🎶|Mulmed: Don't watch me cry|🎶
✧◝YOON SANA◜✧
Dalam hidup, aku hampir saja terbiasa dengan yang namanya perpisahan dan kehilangan. Takut? Tentu saja, tapi sudah bukan hal yang mengagetkan jika ada lagi kejadian yang tiba-tiba. Kupikir sudah banyak hal buruk yang terjadi dalam hidupku, yang bahkan membuatku benci pada tempat ini. Saat kecil Juwan pernah bertanya, tentang apa yang ingin kulakukan andai saja mendapatkan kesempatan untuk pergi dari tempat ini.
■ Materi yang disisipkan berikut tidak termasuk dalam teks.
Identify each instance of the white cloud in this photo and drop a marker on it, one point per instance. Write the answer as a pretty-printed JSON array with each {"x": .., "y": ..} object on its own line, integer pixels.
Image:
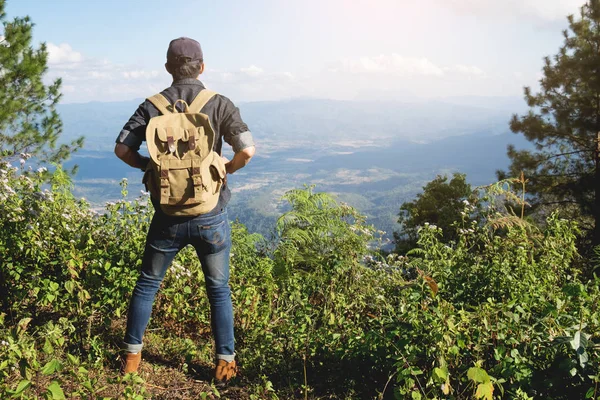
[
  {"x": 470, "y": 70},
  {"x": 252, "y": 70},
  {"x": 63, "y": 53},
  {"x": 394, "y": 64},
  {"x": 546, "y": 10},
  {"x": 140, "y": 74}
]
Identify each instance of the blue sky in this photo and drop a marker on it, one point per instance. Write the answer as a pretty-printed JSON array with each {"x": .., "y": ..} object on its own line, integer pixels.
[{"x": 272, "y": 49}]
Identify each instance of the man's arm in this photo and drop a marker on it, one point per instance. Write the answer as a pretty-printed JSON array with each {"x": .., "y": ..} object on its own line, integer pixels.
[
  {"x": 240, "y": 159},
  {"x": 131, "y": 157}
]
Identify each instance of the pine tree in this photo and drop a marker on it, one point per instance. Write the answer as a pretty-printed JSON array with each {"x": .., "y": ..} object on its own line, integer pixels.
[
  {"x": 440, "y": 204},
  {"x": 29, "y": 122},
  {"x": 563, "y": 123}
]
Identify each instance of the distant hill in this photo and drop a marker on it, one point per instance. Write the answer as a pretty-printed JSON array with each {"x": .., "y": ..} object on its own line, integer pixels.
[
  {"x": 372, "y": 155},
  {"x": 303, "y": 120}
]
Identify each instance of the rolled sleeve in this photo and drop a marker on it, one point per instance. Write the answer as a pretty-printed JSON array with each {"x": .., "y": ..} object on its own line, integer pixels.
[
  {"x": 134, "y": 131},
  {"x": 234, "y": 130},
  {"x": 241, "y": 141}
]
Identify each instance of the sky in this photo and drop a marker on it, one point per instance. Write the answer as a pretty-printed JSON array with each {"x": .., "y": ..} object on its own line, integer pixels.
[{"x": 115, "y": 50}]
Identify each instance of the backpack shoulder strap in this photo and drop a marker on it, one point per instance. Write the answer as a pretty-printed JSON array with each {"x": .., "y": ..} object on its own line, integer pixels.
[
  {"x": 201, "y": 99},
  {"x": 161, "y": 103}
]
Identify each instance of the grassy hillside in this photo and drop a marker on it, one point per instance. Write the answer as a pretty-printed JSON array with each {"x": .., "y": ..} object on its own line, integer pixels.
[{"x": 501, "y": 313}]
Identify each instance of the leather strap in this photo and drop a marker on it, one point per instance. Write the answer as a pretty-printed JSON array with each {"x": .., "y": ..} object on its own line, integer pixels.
[
  {"x": 161, "y": 103},
  {"x": 200, "y": 101},
  {"x": 165, "y": 191}
]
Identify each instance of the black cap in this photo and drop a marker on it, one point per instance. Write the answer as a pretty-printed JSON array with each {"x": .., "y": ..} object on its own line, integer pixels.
[{"x": 183, "y": 50}]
Waktu itu aku terlalu polos untuk mengerti maksud Juwan, terlalu polos untuk sadar apa yang membuat lelaki enam belas tahun saat itu begitu kesusahan bahkan sering menangis secara sembunyi-sembunyi saat malam hari.
Dari buruk yang telah kulewati, rasanya itu masih belum seberapa jika dibandingkan dengan Juwan. Selain lebih tua dan lebih lama hidup, tentunya lebih banyak pula duka yang telah dilewati. Juwan pernah terancam putus sekolah saat masih SMA, tapi untungnya masa-masa sulit tersebut gampang terlewat. Namun, tetap saja setelah itu Juwan juga tidak bisa melanjutkan kuliah, semuanya karena Mama yang bersikeras. Mama bilang Juwan tidak perlu melanjutkan pendidikan ke perguruan tinggi, karena Juwan lebih tua maka sudah seharusnya mengalah demi perekonomian keluarga yang sulit saat itu. Alasannya karena Papa sakit, juga harus operasi dan butuh dana.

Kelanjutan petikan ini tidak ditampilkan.